Более шокирующим стало безразличие августы к тому, являлись ли ее партнерами в любовных играх мужчины или женщины. Так Сафо с острова Лесбос, чьи произведения почти не сохранились для потомков (слава Благопристойности!) получала удовольствие там, где видела его. Ее страсть распространялась не только на мужчин, но, будучи более всеобъемлющим чувством, на людей в целом.

Говорили, что особую роль в пробуждении в августе Гонории желания испытывать плотские радости сыграла одна примечательная личность. Как-то раз в личные покои Гонории вошла новая рабыня с рабовладельческих рынков Александрии. Ее звали Сосострида, что на древнеегипетском языке означало просто «Сестра» и служило обычной формой выражения теплых чувств к невольнику. Другие имена рабов, свидетельствовавшие о большем, чем привязанность. Они напоминавшие тем, кто носил их, о долге доставлять удовольствие хозяину по его требованию и обозначали «желание», «поцелуй», «наслаждение», «любимый» и даже «сексуальность». Сама Сосострида вполне могла выбрать любое из этих необычных названий — как оказалось, таков был ее горячий темперамент. «Сестра» являлось, вероятно, более неясным словом; но существовало немало рабовладельцев, находивших извращенное удовольствие в приглашении своей «сестры» ночью в постель.

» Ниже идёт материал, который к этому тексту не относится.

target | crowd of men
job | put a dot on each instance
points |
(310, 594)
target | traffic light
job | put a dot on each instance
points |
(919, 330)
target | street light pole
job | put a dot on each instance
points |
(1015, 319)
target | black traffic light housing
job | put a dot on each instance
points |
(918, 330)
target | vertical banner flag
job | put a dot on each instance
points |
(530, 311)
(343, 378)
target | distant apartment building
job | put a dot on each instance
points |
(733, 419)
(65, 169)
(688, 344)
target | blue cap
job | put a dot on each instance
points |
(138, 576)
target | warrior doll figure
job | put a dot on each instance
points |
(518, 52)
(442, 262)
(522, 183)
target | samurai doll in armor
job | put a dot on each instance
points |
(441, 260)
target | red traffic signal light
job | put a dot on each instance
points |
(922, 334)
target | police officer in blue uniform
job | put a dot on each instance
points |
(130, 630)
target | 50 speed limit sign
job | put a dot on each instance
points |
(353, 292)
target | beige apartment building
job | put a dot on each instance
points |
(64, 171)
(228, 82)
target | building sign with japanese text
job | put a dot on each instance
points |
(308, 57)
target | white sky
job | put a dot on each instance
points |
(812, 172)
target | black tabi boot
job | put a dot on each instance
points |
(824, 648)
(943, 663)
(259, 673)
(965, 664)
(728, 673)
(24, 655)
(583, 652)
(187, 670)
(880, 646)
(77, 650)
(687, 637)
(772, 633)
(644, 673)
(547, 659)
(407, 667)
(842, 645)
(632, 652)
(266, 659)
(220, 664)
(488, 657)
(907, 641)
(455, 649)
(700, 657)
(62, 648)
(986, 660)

Сосостриде исполнилось восемнадцать-девятнадцать лет. Она была родом из Египта — стройная, темнокожая и очень красивая девушка. Теперь вы знаете, какова репутация у египтян — и у мужчин, и у женщин. В древние времена, до появления на свет Христа, в Египте процветала крайняя распущенность, а женщины весь день прогуливались не только с голыми ногами, но даже с голой грудью. Вечером они сидели за столом с мужьями и друзьями мужей, бесстыдно ведя беседу, словно были умом равны мужчинам! Их полные круглые груди гордо и развратно лежали на всеобщем обозрении, красота их темных сосков подчеркивалась с помощью небольшого количества косметики и румян!..

Но я отступаю от темы.

О Сосотриде и августе Гонории я слышал от одного писца во дворе Равенны. А тот, в свою очередь, узнал обо всем от самой египтянки, оказавшейся позднее в его собственной постели. Он получил крайне непристойное и отвратительное удовольствие от ее рассказов о развлечениях в юности в объятиях и мужчин, и женщин. Вот такими порочными были времена. И хотя верно, что у лжи короткие ноги, и слухи не столь беспочвенны, например, когда августа спешит сообщить на рыночной площади о делах, творящихся в ее спальне, я думаю, есть какая-то прискорбная правда в картинах, промелькнувших в моем изумленном воображении после мрачных подробностей, изложенных тем бесстыдным писцом. С тех пор я прокручивал эти эпизоды в голове снова и снова много раз, руководимый единственно желанием узнать, могли ли они действительно иметь место или нет. Сейчас возникает такое ощущение, будто я сам был свидетелем таких ужасных сцен.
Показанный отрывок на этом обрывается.